History as a form of “edutainment” is definitely one role that will continue into the future, and AI is going to enable us to educate and entertain people in new ways.

However, I will also try to explore and reflect on what the production of historical knowledge with AI can be as well.

So, onward into the future!!!

This Post Has 5 Comments

  1. Cool man 😉

    AI can’t read or write or think 😂 That is done by historians like you. At its current stage it is just a massive autocomplete program. That AI followed a formula to produce the podcast, it didn’t understand a word that was written. In order for AI to replace historians it has to gain consciousness, and by that point there are more worrying matters than the death of humanities😉

    Meanwhile, now that Literary Chinese Vietnamese texts can be translated in an instant with reasonable accuracy, I can only see progress for the history field😋

    1. Le Minh Khai

      All true, Cool man. The one thing I liked about the podcast, however, is that the AI is emotion-less and ego-less. I find that a lot of people let their egos and emotions get in the way when they read, and it prevents them from actually understanding what someone wrote. There have been so many times when I’ve had people “challenge” what I wrote, and I have to explain to them “That’s not what I said. Look at the actual words that I wrote,” etc. I’ve also seen students struggle in the same way. If an historian says something that they don’t like (or is a person whom for whatever reason they think they should not like), their mind shuts down and they don’t actually process the evidence that the person presents. The podcast, by contrast, tells you something like “This is what the words in this article say.” That’s actually rare to come across. . .

  2. The Wanderer of Tyre

    I am an aspiring historian of Vietnamese history. Would you still recommend pursuing this path? You’re my “idol” so I take what you say very seriously 😭 Take care professor

    1. Le Minh Khai

      Thank you for the very nice comment!!

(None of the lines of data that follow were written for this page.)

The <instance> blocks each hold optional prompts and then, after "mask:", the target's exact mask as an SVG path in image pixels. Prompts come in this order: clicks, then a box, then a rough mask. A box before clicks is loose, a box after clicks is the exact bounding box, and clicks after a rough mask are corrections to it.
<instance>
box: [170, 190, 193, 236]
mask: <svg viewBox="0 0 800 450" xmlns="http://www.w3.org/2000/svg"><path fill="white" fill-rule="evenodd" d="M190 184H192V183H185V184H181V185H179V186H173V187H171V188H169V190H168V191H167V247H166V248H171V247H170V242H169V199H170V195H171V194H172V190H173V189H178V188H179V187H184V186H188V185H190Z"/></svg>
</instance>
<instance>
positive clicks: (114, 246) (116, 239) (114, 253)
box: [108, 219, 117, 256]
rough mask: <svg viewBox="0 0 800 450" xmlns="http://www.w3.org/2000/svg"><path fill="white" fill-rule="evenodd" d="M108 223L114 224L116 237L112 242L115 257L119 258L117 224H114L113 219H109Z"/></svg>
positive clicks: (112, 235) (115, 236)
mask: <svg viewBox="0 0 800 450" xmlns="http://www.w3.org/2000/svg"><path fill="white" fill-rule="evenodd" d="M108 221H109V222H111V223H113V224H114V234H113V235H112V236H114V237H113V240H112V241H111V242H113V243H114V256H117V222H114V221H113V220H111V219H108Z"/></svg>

      I would love to be supportive, and in some ways I am, but it’s a pretty depressing world out there at the moment when it comes to “formal” history. History for enjoyment couldn’t be better, but the path through the formal world of academia these days is another story. There might be some bright spots in some places, so if that’s what you are really interested in, then inquire in and about those places, but here’s my general take:

      https://leminhkhaiblog.com/should-anyone-formally-study-history-anymore/

      1. The Wanderer of Tyre

        Thank you for the sage advice professor ✊I’ll see what I can do and I won’t let you down.